Si les employés de Heart Aerospace, en Suède, pensaient que les derniers mois avaient été frénétiques alors qu’ils se précipitaient pour terminer le HX-1, le premier démonstrateur de vol à grande échelle du développeur, aucun relâchement ne semble en vue alors qu’ils envisagent les multiples obstacles qui doivent être franchis s’ils veulent réaliser une sortie inaugurale l’année prochaine.
« Notre équipe a travaillé 24 heures sur 24 pendant l’été pour préparer l’avion », explique le directeur général et cofondateur Anders Forslund.
Mais ce qui peut être dérangeant pour certains employés, c’est que les prochaines étapes sur le chemin vers le premier vol incluent le démontage partiel de l’avion qu’ils ont si minutieusement assemblé.
Dévoilé le 12 septembre sur le site de l’aéroport de Göteborg Save, le HX-1 effectuera son premier vol aux États-Unis, mais le lieu exact sera déterminé par la présence ou non d’un pilote à bord.
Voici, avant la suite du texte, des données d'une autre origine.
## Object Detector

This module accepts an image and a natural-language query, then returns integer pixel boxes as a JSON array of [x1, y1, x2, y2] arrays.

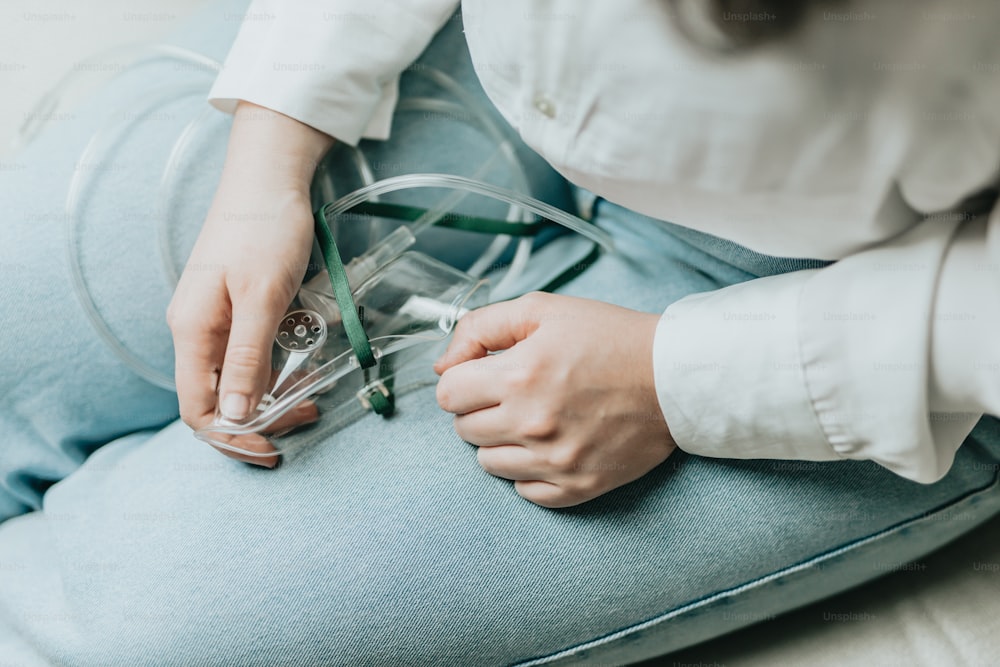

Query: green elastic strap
[[536, 241, 601, 294], [349, 201, 553, 236], [348, 201, 601, 294], [314, 206, 394, 417]]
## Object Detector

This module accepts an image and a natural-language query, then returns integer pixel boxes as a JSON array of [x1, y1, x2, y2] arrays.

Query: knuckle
[[166, 307, 196, 335], [454, 309, 473, 331], [452, 310, 478, 339], [165, 302, 178, 329], [224, 343, 267, 375], [547, 446, 580, 473], [178, 407, 205, 431], [518, 291, 548, 310], [505, 365, 538, 391], [518, 411, 559, 441], [475, 447, 494, 472], [453, 415, 472, 443], [230, 276, 291, 309], [435, 379, 454, 412], [178, 409, 195, 428]]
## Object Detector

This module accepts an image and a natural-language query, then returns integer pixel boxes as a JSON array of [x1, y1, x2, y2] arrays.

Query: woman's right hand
[[167, 102, 335, 466]]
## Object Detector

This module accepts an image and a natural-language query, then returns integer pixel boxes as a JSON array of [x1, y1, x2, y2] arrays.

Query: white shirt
[[210, 0, 1000, 483]]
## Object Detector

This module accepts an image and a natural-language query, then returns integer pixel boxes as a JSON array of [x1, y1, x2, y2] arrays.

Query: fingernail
[[221, 393, 250, 420]]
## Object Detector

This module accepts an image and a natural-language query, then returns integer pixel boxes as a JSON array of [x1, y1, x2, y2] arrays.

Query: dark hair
[[669, 0, 835, 51]]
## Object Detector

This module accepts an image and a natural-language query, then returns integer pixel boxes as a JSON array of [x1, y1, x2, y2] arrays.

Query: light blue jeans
[[3, 2, 1000, 665]]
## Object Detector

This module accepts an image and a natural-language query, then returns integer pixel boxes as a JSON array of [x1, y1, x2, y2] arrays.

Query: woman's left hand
[[434, 292, 676, 508]]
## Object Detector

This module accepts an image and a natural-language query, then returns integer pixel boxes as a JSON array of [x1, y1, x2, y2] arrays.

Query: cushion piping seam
[[514, 469, 1000, 666]]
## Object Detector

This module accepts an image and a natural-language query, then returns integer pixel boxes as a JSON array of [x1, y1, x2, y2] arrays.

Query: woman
[[2, 0, 1000, 664]]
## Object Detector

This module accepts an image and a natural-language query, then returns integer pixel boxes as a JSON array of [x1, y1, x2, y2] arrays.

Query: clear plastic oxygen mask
[[194, 177, 613, 459]]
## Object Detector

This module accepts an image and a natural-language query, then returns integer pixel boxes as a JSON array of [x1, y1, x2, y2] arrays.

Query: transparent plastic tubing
[[66, 83, 213, 391], [40, 44, 222, 391], [15, 43, 220, 151], [320, 174, 615, 253], [410, 66, 537, 292], [156, 103, 226, 288], [393, 88, 534, 294]]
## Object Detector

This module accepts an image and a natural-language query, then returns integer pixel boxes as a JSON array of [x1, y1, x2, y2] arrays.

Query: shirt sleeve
[[208, 0, 460, 145], [653, 203, 1000, 484]]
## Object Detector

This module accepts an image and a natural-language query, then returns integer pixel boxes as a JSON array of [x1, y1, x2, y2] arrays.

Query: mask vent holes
[[277, 309, 327, 352]]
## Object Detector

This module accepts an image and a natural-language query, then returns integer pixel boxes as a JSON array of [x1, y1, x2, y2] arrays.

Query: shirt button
[[533, 94, 557, 119]]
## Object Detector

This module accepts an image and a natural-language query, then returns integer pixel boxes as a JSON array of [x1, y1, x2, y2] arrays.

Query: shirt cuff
[[653, 271, 841, 462], [653, 210, 975, 484], [796, 212, 970, 482], [207, 0, 458, 145]]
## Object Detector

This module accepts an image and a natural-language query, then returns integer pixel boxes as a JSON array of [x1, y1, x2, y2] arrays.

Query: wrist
[[222, 101, 336, 194]]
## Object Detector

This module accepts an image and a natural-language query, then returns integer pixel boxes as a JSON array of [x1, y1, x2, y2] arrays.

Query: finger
[[202, 431, 280, 469], [513, 480, 578, 508], [433, 292, 545, 374], [476, 445, 546, 481], [435, 358, 507, 414], [452, 407, 519, 446], [262, 399, 320, 435], [207, 399, 318, 468], [169, 283, 228, 431], [217, 293, 284, 422]]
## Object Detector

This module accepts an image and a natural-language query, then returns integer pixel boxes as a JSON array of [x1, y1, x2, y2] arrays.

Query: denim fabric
[[2, 1, 1000, 665]]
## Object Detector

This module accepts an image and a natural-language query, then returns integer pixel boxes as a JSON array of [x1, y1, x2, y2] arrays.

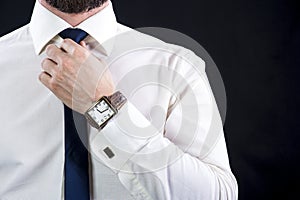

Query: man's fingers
[[39, 72, 72, 108], [39, 72, 52, 87], [60, 39, 78, 55], [45, 44, 65, 63], [80, 41, 88, 49], [41, 58, 57, 77]]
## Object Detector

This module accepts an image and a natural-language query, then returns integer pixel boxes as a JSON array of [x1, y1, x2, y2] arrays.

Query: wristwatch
[[85, 91, 127, 129]]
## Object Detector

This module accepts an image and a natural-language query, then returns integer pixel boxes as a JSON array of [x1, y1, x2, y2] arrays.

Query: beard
[[45, 0, 108, 14]]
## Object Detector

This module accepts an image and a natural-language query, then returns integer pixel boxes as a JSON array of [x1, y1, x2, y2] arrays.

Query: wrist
[[85, 91, 127, 129]]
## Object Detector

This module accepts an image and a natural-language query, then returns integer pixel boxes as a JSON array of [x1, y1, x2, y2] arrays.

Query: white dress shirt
[[0, 1, 238, 199]]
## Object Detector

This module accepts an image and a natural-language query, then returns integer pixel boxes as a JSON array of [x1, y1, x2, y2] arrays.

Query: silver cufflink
[[103, 147, 115, 159]]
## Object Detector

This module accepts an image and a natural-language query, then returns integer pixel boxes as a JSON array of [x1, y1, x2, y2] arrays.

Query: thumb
[[80, 41, 88, 49]]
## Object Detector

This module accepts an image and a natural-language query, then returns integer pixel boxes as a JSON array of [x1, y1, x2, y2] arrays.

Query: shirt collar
[[29, 1, 118, 55]]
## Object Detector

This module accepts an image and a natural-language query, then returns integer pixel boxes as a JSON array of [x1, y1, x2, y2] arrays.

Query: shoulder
[[0, 24, 31, 48], [0, 24, 34, 53], [0, 24, 36, 68], [115, 23, 205, 71]]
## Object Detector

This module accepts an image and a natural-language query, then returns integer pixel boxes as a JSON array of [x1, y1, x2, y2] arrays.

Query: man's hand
[[39, 39, 115, 114]]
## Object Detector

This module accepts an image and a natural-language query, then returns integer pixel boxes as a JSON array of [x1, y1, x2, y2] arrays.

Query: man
[[0, 0, 238, 199]]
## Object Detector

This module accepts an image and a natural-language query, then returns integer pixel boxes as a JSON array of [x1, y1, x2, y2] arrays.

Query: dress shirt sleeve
[[90, 50, 238, 200]]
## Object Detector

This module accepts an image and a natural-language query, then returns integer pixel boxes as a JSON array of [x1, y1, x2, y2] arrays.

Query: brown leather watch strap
[[107, 91, 127, 111]]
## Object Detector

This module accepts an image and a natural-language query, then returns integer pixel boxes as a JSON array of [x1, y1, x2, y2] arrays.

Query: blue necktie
[[59, 28, 90, 200]]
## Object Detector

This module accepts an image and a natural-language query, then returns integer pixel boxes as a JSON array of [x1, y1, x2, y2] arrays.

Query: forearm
[[90, 102, 238, 199], [117, 135, 238, 200]]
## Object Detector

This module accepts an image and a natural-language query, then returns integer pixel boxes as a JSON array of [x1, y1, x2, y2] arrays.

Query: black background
[[1, 0, 299, 199]]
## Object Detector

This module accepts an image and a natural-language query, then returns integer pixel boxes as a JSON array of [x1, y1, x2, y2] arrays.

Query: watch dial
[[88, 100, 116, 126]]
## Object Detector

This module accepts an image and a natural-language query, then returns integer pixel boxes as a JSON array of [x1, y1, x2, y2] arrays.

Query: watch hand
[[96, 108, 108, 113]]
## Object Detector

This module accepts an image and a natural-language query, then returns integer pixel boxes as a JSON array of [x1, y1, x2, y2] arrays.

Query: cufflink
[[103, 147, 115, 159]]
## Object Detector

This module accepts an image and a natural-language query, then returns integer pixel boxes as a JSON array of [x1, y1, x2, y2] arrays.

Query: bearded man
[[0, 0, 238, 199]]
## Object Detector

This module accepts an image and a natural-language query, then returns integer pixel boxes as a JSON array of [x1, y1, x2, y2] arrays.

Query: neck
[[38, 0, 109, 27]]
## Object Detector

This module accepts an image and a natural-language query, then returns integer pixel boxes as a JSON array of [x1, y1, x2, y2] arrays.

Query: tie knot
[[59, 28, 88, 43]]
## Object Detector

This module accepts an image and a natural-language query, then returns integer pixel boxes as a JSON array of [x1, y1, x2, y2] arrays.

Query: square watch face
[[87, 98, 117, 128]]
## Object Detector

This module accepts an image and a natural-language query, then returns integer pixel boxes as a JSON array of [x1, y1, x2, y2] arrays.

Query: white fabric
[[0, 1, 238, 199]]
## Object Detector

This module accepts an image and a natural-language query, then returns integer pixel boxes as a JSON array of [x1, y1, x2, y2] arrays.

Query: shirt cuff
[[90, 101, 159, 173]]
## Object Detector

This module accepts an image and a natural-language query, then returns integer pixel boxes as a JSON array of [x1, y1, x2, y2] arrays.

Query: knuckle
[[61, 58, 78, 76], [61, 58, 73, 71], [71, 48, 81, 58], [45, 44, 55, 55], [49, 79, 59, 91], [63, 38, 73, 44], [73, 46, 89, 60], [54, 71, 64, 83]]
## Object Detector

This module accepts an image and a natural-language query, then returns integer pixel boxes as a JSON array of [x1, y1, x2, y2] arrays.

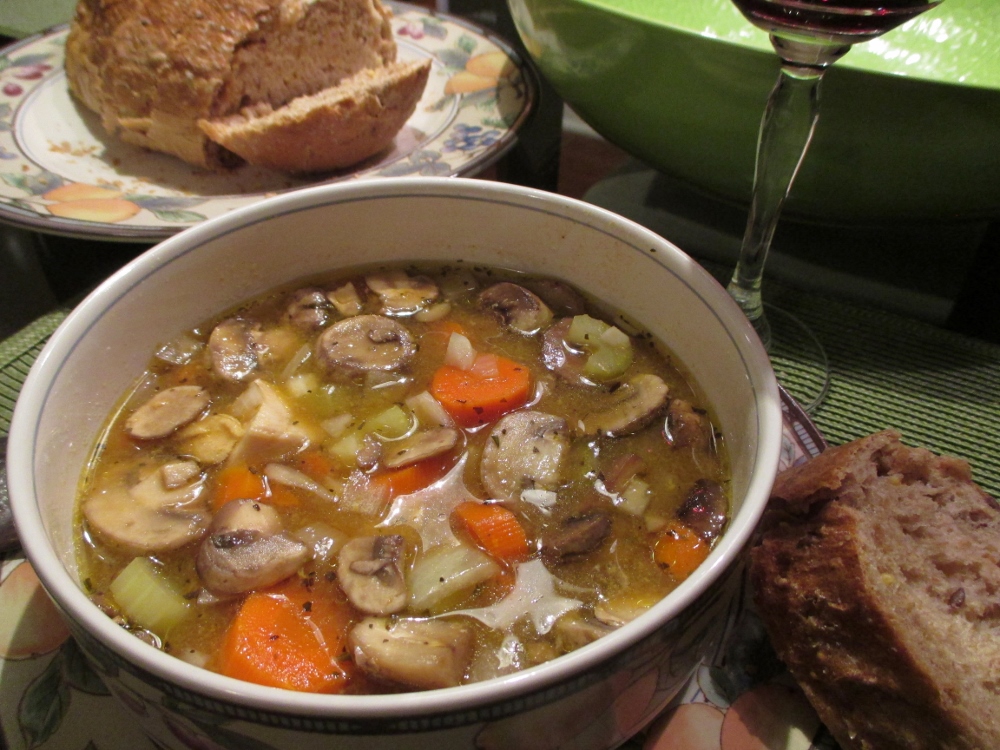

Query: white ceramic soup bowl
[[8, 177, 782, 750]]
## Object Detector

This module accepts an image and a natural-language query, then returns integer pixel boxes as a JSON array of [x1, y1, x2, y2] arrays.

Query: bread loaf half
[[65, 0, 428, 172], [750, 430, 1000, 750]]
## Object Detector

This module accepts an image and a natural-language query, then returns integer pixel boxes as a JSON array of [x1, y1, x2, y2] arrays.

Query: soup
[[76, 264, 729, 694]]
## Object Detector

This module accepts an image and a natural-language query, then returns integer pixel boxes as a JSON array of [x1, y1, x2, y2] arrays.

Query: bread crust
[[750, 430, 1000, 750], [65, 0, 402, 170]]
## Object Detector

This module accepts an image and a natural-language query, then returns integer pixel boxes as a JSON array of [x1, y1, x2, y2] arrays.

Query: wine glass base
[[760, 303, 830, 413]]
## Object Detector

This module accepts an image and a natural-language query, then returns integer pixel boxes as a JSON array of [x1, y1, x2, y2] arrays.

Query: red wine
[[732, 0, 940, 43]]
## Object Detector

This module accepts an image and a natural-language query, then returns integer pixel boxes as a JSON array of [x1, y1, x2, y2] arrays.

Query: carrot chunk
[[210, 463, 300, 511], [213, 578, 352, 693], [210, 464, 267, 511], [429, 354, 531, 427], [371, 453, 454, 499], [452, 501, 531, 562], [653, 521, 710, 581]]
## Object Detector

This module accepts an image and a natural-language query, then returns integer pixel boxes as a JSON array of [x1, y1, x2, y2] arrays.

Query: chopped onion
[[444, 332, 476, 370], [414, 301, 452, 323], [292, 523, 349, 562], [599, 325, 630, 348], [279, 343, 312, 382], [155, 333, 204, 365], [521, 488, 557, 511], [405, 391, 454, 428], [409, 543, 499, 612], [264, 463, 338, 503], [470, 353, 499, 379], [321, 413, 355, 438], [285, 371, 319, 398], [616, 477, 651, 516]]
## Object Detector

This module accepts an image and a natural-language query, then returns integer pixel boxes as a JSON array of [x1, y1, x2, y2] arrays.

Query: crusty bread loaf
[[750, 430, 1000, 750], [65, 0, 428, 172], [198, 59, 430, 173]]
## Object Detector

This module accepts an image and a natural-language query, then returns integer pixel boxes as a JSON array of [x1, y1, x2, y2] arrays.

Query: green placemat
[[0, 307, 67, 435], [2, 291, 999, 498], [766, 282, 1000, 498]]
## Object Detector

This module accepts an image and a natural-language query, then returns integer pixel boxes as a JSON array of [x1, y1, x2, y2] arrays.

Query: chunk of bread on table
[[750, 429, 1000, 750], [65, 0, 430, 172]]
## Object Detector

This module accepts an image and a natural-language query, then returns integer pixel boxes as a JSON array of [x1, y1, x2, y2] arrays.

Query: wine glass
[[725, 0, 940, 410]]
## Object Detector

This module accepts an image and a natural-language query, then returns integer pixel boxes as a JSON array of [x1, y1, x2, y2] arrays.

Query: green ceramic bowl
[[507, 0, 1000, 223]]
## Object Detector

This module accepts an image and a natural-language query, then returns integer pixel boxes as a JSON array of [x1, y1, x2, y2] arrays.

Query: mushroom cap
[[381, 427, 459, 470], [208, 318, 258, 382], [196, 499, 310, 595], [480, 410, 569, 502], [315, 314, 416, 377], [366, 270, 439, 314], [124, 385, 210, 441], [581, 374, 670, 437], [478, 282, 553, 334], [83, 464, 209, 553], [337, 535, 408, 615], [348, 616, 474, 690]]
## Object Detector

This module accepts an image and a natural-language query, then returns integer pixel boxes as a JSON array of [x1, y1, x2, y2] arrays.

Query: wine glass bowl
[[733, 0, 942, 46]]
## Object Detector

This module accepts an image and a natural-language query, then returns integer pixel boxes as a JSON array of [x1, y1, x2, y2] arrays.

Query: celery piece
[[330, 431, 362, 465], [408, 544, 500, 612], [584, 342, 634, 381], [109, 557, 190, 635], [365, 404, 412, 439], [566, 314, 610, 347]]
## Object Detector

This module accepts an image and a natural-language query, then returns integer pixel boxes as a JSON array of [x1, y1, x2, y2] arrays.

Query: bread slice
[[65, 0, 413, 171], [198, 59, 431, 173], [750, 430, 1000, 750]]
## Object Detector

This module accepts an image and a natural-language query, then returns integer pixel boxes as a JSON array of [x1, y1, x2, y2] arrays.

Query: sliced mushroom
[[366, 270, 439, 314], [540, 509, 612, 560], [176, 414, 244, 465], [337, 535, 407, 615], [315, 315, 416, 378], [480, 411, 569, 502], [552, 612, 616, 650], [83, 464, 209, 553], [527, 279, 588, 317], [285, 287, 332, 331], [381, 427, 459, 470], [196, 499, 310, 596], [328, 281, 364, 317], [124, 385, 210, 440], [208, 318, 258, 382], [580, 374, 669, 437], [228, 380, 312, 465], [348, 616, 474, 690], [541, 318, 588, 385], [666, 398, 713, 451], [478, 282, 553, 334], [677, 479, 727, 543]]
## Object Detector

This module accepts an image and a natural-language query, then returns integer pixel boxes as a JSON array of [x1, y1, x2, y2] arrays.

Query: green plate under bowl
[[508, 0, 1000, 223]]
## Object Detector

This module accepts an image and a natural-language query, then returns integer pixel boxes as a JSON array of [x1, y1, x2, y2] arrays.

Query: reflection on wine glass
[[725, 0, 940, 410]]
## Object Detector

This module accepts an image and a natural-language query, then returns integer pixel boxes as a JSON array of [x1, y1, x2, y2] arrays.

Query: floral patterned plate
[[0, 388, 835, 750], [0, 3, 536, 242]]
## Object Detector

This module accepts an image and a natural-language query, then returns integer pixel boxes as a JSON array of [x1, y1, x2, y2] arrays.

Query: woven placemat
[[2, 289, 998, 497], [766, 281, 1000, 498], [0, 308, 67, 435]]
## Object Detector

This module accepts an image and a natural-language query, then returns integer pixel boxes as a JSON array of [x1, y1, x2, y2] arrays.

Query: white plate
[[0, 3, 536, 241]]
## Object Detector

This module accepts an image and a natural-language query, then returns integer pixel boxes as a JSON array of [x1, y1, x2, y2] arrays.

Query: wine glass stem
[[727, 52, 834, 348]]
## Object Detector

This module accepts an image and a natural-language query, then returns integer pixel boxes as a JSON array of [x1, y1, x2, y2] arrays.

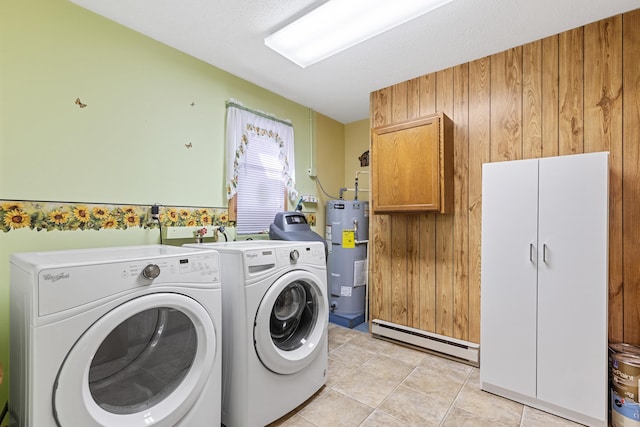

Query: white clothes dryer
[[9, 244, 222, 427], [185, 240, 328, 427]]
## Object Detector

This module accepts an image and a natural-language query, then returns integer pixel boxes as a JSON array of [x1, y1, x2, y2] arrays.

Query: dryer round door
[[254, 270, 327, 375], [54, 293, 217, 427]]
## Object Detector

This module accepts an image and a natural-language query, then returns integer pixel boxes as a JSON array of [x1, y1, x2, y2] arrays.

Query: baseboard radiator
[[371, 319, 480, 367]]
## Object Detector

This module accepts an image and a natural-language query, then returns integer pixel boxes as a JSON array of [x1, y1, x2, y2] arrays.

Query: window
[[225, 100, 297, 235]]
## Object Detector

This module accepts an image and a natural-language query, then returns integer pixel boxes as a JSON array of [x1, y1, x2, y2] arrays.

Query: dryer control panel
[[36, 252, 221, 317]]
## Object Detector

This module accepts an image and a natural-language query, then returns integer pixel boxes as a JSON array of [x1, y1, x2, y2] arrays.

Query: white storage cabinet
[[480, 152, 609, 426]]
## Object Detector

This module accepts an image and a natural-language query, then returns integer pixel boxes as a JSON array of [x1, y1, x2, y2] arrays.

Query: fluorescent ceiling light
[[265, 0, 453, 68]]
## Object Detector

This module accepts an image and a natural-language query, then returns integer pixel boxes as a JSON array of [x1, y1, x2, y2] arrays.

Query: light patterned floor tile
[[442, 406, 517, 426], [329, 342, 377, 367], [332, 369, 403, 408], [296, 389, 374, 427], [359, 410, 407, 426], [377, 384, 450, 426], [359, 354, 415, 383], [520, 406, 585, 427]]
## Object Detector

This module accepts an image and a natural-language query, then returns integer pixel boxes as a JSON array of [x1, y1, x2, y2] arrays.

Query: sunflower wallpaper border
[[0, 200, 230, 233]]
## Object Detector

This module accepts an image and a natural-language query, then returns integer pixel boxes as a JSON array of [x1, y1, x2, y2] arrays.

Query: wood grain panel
[[453, 63, 470, 340], [370, 87, 391, 128], [418, 73, 438, 332], [419, 74, 437, 116], [390, 215, 408, 324], [369, 88, 392, 322], [491, 48, 523, 162], [542, 35, 559, 157], [419, 214, 437, 331], [623, 9, 640, 344], [468, 57, 491, 344], [392, 82, 409, 123], [388, 83, 409, 324], [523, 40, 542, 159], [585, 16, 624, 342], [436, 68, 454, 337], [370, 215, 392, 321], [559, 28, 584, 155], [407, 77, 421, 120], [406, 77, 429, 328], [407, 215, 421, 328]]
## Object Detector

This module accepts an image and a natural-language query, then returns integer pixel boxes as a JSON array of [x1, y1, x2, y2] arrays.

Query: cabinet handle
[[543, 244, 548, 263], [529, 243, 534, 262]]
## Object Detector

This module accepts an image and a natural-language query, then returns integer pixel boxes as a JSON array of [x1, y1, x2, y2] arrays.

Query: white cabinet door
[[480, 158, 539, 398], [536, 152, 608, 422]]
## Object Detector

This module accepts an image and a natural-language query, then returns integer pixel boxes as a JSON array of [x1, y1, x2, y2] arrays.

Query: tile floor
[[270, 323, 584, 427]]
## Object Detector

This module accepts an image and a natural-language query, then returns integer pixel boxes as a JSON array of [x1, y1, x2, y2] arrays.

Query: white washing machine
[[9, 244, 222, 427], [185, 240, 328, 427]]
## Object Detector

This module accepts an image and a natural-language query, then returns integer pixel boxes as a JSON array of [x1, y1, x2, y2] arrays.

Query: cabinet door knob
[[543, 244, 548, 263]]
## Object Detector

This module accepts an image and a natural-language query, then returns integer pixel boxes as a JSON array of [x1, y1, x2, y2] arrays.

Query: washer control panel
[[276, 243, 325, 267]]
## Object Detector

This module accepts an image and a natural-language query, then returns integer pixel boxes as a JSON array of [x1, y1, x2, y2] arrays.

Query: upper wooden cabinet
[[371, 112, 453, 214]]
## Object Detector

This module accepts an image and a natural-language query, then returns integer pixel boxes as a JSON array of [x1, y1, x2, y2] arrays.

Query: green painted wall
[[345, 119, 371, 202], [0, 0, 349, 415], [313, 112, 345, 233]]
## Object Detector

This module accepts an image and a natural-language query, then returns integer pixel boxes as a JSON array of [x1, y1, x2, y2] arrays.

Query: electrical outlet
[[302, 195, 319, 203]]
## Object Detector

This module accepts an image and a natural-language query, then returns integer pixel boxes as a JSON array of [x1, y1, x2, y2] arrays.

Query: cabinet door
[[372, 116, 440, 212], [536, 152, 608, 422], [480, 158, 539, 398]]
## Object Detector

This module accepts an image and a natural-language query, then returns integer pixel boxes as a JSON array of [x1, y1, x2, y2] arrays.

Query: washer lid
[[54, 293, 217, 426], [254, 270, 328, 375]]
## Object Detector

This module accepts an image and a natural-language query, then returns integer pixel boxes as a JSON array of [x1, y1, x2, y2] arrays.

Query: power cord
[[217, 226, 228, 242], [313, 175, 340, 200], [1, 401, 8, 425], [151, 204, 163, 244]]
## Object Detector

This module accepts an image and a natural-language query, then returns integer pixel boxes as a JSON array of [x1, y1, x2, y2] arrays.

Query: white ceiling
[[69, 0, 639, 124]]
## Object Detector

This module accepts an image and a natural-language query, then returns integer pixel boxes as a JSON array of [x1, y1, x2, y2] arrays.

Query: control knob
[[142, 263, 161, 279], [289, 249, 299, 262]]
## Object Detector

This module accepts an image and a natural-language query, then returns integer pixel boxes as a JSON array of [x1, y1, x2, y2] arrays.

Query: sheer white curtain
[[225, 100, 297, 234]]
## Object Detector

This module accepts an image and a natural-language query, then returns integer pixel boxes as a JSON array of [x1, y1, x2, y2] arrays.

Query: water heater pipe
[[353, 219, 369, 245]]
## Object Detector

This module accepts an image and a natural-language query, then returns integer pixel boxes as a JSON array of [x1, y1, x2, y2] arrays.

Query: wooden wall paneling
[[369, 10, 640, 344], [419, 74, 438, 116], [371, 87, 391, 128], [542, 35, 560, 158], [369, 88, 392, 322], [558, 28, 585, 155], [407, 215, 421, 328], [418, 73, 438, 332], [623, 10, 640, 345], [407, 77, 421, 120], [523, 40, 543, 160], [436, 68, 455, 336], [389, 82, 409, 325], [405, 78, 422, 328], [418, 214, 437, 331], [371, 215, 392, 321], [391, 216, 408, 324], [468, 57, 491, 344], [490, 47, 523, 162], [392, 81, 409, 122], [585, 16, 624, 342], [453, 63, 470, 340]]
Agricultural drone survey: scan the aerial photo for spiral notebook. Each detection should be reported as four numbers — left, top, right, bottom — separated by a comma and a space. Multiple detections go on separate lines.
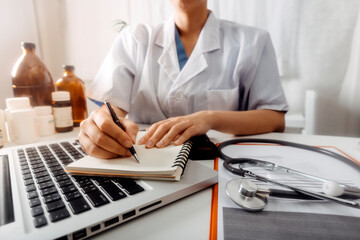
65, 135, 192, 181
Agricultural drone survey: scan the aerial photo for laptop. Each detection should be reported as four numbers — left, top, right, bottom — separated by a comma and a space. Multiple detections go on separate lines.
0, 136, 218, 239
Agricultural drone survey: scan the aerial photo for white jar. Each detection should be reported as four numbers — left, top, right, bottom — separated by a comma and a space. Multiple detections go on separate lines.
5, 97, 32, 142
34, 106, 55, 136
11, 109, 39, 145
0, 109, 7, 146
Alors que le HX-1 doit être démonté et transporté aux États-Unis avant la fin de l’année, déterminer sa destination finale est une question urgente, explique Forlsund.
« Nous expédions ce colis fin octobre, début novembre, donc j’espère que d’ici là nous saurons où nous l’enverrons, sinon nous allons pousser cette gestion de l’incertitude un peu à l’extrême. »
Forslund voit des avantages dans les deux options, mais ajoute : « Nous effectuons d’autres tests pour déterminer quelle est la voie la plus rapide (pour fuir). »
Avant son démontage, le prototype entièrement composite sera soumis à une campagne d’essais au sol pour valider ses systèmes.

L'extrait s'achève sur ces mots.